On Sunday, Iran faced a new round of sanctions, as the European Union halted imports of Iranian oil into EU countries, ended exemptions for shipments signed before 2012, and barred insurance for Iranian oil shipments.

A defiant President Mahmoud Ahmadinejad said Tuesday that the sanctions against Iran are the heaviest and hardest ever implemented against any country, but claimed that oil revenue contributes less than 10 percent of his country's economy. He also ridiculed the U.S., comparing it unfavorably to Iran: “Today, Americans are on their way to destruction, facing collapse, and the Islamic Republic is on its way to blossoming and rising.”

The Iranian Central Bank announced in March that the country's inflation rate is 21.5 percent. Many experts believe, however, that prices in Iran are on an accelerated upward trend, a result of Ahmadinejad's economic policies, including a "targeted subsidies plan." Independent economists believe the real inflation rate is considerably higher than 21.5 percent.

“The economic well-being of the Iranian people has never been a top-tier priority of the Iranian regime,” said Sadjadpour. “The colossal domestic and foreign-policy mismanagement during the Ahmadinejad era has been a far greater contributor to Iran’s economic malaise than sanctions.”

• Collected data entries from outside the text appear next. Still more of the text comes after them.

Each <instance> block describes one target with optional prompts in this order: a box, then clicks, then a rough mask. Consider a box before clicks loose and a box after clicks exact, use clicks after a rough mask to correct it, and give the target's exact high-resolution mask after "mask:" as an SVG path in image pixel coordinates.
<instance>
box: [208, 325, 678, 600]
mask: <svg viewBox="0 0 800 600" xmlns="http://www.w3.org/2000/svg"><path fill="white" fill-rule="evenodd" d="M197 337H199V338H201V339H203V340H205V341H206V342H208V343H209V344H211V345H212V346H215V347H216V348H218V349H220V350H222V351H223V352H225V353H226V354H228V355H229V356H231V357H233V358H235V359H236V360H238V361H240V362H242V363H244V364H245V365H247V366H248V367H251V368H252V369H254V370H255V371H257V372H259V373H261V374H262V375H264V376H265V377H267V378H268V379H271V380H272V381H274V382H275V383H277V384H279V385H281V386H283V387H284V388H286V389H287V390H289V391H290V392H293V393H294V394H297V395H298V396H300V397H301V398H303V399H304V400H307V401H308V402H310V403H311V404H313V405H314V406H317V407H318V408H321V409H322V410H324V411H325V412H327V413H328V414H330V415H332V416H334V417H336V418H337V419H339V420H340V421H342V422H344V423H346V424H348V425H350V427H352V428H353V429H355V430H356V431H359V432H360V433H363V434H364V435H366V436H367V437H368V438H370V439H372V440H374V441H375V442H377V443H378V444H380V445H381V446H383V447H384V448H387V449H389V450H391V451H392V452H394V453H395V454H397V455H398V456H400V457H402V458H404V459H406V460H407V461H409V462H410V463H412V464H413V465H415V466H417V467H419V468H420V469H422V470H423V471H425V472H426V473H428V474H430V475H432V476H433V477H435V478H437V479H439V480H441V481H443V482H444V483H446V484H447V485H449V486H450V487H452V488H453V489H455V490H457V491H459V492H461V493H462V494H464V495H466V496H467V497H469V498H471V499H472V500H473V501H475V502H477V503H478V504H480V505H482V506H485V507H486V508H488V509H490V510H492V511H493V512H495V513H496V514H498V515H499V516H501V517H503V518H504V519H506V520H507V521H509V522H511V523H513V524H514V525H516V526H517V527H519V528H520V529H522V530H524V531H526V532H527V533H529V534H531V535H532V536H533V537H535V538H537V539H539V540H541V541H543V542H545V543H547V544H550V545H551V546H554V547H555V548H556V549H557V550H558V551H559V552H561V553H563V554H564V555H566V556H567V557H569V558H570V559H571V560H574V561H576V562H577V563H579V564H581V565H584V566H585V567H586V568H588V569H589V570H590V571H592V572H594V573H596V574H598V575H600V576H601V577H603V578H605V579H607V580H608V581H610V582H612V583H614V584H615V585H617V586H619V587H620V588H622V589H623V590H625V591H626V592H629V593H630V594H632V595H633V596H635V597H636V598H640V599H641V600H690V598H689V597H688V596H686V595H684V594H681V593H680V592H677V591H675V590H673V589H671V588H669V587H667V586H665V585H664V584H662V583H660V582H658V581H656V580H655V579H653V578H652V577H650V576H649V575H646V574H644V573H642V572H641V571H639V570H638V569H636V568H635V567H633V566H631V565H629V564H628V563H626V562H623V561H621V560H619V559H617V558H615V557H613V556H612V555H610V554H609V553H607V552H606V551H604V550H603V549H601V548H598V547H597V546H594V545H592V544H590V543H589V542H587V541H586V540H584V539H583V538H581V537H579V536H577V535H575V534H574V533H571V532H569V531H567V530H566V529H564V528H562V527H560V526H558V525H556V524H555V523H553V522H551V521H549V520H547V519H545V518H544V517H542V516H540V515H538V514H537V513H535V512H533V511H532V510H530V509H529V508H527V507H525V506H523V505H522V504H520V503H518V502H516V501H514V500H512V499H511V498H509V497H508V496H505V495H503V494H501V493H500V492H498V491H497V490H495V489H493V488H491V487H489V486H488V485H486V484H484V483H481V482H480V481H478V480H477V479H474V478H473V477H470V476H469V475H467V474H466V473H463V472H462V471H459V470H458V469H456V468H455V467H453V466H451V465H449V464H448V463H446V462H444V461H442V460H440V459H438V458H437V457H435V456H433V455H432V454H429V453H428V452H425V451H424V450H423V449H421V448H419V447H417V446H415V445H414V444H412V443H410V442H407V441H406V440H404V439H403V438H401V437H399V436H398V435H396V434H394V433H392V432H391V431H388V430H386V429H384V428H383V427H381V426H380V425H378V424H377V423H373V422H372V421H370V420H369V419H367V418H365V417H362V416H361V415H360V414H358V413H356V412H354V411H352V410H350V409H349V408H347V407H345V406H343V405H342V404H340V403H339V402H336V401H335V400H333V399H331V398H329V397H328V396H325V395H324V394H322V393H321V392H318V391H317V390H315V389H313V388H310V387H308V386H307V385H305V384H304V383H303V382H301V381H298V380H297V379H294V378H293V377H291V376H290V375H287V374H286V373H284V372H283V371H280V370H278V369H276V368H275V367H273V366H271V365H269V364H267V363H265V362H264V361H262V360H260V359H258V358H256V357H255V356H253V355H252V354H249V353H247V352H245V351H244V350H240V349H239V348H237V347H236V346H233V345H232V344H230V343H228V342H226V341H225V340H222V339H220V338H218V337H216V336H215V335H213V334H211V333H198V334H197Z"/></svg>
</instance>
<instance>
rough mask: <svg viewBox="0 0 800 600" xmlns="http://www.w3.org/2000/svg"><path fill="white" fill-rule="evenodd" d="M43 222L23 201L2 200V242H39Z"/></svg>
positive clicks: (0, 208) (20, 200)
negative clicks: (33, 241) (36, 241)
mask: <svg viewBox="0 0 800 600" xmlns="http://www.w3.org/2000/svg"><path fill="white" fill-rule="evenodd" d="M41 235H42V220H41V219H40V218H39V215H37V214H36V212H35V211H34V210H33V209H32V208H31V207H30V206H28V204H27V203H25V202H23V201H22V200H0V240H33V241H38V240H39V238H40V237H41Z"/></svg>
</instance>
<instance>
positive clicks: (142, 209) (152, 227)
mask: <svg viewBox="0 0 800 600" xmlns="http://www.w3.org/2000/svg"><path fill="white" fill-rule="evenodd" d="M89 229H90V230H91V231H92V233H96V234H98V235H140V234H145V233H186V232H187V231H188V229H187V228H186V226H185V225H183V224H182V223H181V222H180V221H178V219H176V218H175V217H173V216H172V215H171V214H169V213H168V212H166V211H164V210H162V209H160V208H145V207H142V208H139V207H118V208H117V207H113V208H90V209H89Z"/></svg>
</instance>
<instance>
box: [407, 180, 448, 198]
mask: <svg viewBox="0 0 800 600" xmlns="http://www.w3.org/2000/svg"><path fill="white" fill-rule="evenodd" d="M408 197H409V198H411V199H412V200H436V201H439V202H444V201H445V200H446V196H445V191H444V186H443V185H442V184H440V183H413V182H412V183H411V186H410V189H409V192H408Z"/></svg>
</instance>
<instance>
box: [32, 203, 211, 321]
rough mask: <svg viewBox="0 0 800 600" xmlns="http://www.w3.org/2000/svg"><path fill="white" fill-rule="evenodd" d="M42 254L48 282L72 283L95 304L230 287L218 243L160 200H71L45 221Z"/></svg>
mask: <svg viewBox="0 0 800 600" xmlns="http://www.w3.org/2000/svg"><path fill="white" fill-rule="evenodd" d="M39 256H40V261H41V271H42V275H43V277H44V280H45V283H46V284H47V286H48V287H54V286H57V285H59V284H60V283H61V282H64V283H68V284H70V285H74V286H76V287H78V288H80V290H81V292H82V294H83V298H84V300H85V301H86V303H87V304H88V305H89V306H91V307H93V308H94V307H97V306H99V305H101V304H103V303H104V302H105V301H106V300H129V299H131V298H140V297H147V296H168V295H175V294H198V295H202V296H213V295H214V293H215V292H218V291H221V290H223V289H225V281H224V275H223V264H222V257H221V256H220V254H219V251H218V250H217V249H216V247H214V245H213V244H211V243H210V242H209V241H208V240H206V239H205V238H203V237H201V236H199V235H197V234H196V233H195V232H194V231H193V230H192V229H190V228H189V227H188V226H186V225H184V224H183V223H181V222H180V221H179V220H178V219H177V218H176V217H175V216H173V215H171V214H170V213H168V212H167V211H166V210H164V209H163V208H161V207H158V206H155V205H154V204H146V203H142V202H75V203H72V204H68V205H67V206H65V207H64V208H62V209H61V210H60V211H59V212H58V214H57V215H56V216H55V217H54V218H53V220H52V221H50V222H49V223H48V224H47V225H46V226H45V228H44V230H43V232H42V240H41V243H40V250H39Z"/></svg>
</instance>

Mazrouee, the former member of Parliament, said it would be very difficult to say whether the sanctions would lead to a nuclear compromise on Iran's part, because the country has at least one year's reserves of dollars to run the country. “Iranian authorities will wait until after the November presidential elections in the U.S.,” he said. “We should look then to see what kind of impact the sanctions have had on the country internally. Both (sanctions and the U.S. election) could be effective.”

Addressing the question of why negotiations between the 5+1 countries and Iran repeatedly fail, Mazrouee said, “The Iranian leadership believe that U.S. demands on Iran are not limited to Iran's nuclear program, and that if Iran backs off on the issue of its nuclear program, at the next levels they will have to give in over the issue of human-rights violations, and regional issues such as Iran's stance vis-à-vis the Palestine-Israel crisis.”

“For 10 years now the Iranian government has been touting its nuclear program as a technological and economic crown jewel. Given that life has gotten harder for most Iranians during this period, it’s only natural that people are questioning whether it’s worth the enormous costs they’re enduring,” said Sadjadpour.